Writing a custom Java or Python application to read from a PostgreSQL database and write to Kafka sounds simple, but productionizing it is complex. You have to handle offset management (tracking what was read), fault tolerance (what happens if the application crashes), schema evolution, distributed scaling, and error handling.
Apache Kafka Connect solves this by providing a standardized, scalable framework for connecting Kafka with external systems. Instead of writing custom code, data engineers use pre-built “Connectors” and configure them via JSON. Kafka Connect handles the complex distributed systems problems: load balancing, fault tolerance, offset management, and scaling across a cluster of worker nodes.
Source and Sink Connectors
Kafka Connect operates using two types of connectors:
Source Connectors: Pull data from an external system and write it to a Kafka topic. A prime example is Debezium, a powerful CDC (Change Data Capture) source connector. Debezium connects to a database (like MySQL or PostgreSQL), reads the database’s transaction log (binlog/WAL), and streams every INSERT, UPDATE, and DELETE event into a Kafka topic in real-time, without impacting the database’s query performance.
Sink Connectors: Read data from a Kafka topic and push it to an external system.
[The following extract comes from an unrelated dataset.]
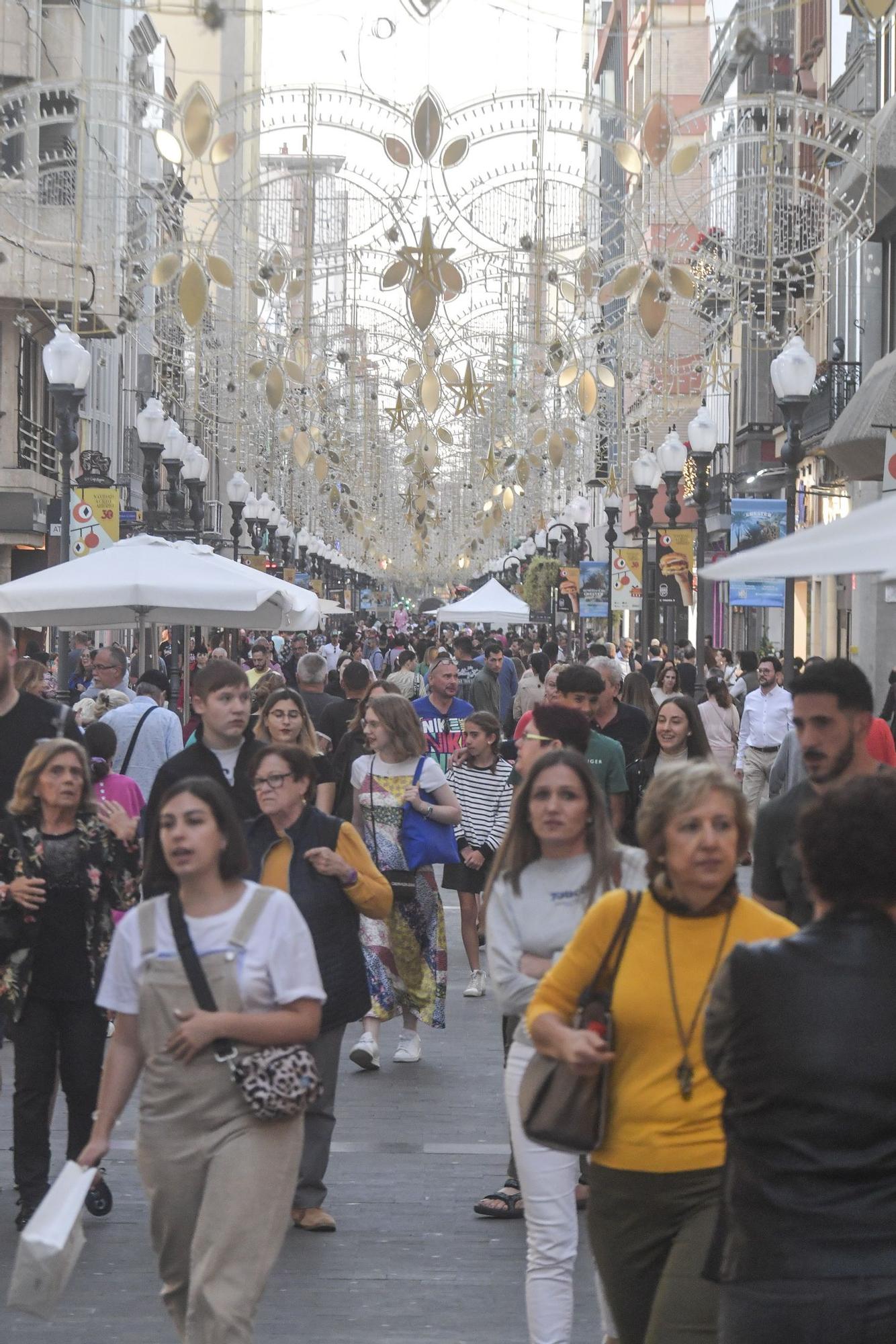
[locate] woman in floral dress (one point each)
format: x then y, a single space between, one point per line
406 955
Examples include the Elasticsearch Sink Connector (streaming logs into an ELK stack for search), the JDBC Sink Connector (writing streaming aggregations into a relational database), or the Amazon S3 / Apache Iceberg Sink Connectors.
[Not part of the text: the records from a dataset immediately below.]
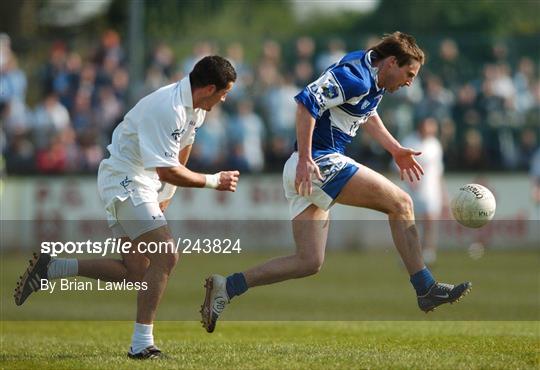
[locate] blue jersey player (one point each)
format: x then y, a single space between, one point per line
318 174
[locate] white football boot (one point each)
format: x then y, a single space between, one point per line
215 300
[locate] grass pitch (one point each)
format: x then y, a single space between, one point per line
359 312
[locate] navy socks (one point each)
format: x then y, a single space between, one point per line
236 284
422 281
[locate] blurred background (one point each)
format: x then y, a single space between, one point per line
70 70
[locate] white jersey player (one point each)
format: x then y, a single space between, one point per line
148 154
428 195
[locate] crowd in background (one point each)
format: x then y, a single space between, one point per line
488 113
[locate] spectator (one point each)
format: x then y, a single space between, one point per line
246 132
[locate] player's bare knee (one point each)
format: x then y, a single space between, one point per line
136 272
167 261
402 205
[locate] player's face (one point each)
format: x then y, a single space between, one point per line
397 77
218 96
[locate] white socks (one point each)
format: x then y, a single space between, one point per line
142 337
63 267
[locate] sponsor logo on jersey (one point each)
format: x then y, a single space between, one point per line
177 134
125 183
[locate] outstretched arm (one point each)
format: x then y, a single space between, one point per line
182 176
184 155
305 123
404 157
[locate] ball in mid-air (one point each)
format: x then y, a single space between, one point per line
473 206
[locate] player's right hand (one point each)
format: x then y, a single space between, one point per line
228 180
304 171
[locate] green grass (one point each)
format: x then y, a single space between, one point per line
351 286
277 345
359 312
Kafka Connect in the Lakehouse Architecture
In a real-time streaming lakehouse architecture, Kafka Connect provides the critical “first mile” and “last mile” of the pipeline without requiring custom stream-processing code.
The First Mile (CDC to Kafka): A Debezium Source Connector is configured to monitor the company’s production transactional database. As customers place orders, the connector instantly captures the database changes and streams them into a Kafka topic (raw_orders_cdc).
The Stream Processing Layer: Apache Flink reads the raw_orders_cdc topic, enriches the data, performs aggregations, and writes the processed results to an output topic (enriched_orders).
The Last Mile (Kafka to Iceberg): A Kafka Connect Iceberg Sink Connector (or a Flink sink) reads the enriched_orders topic and continuously writes the data into Apache Iceberg tables in object storage. The sink connector handles the complex mechanics of buffering records, writing Parquet files, and committing Iceberg snapshots at regular intervals.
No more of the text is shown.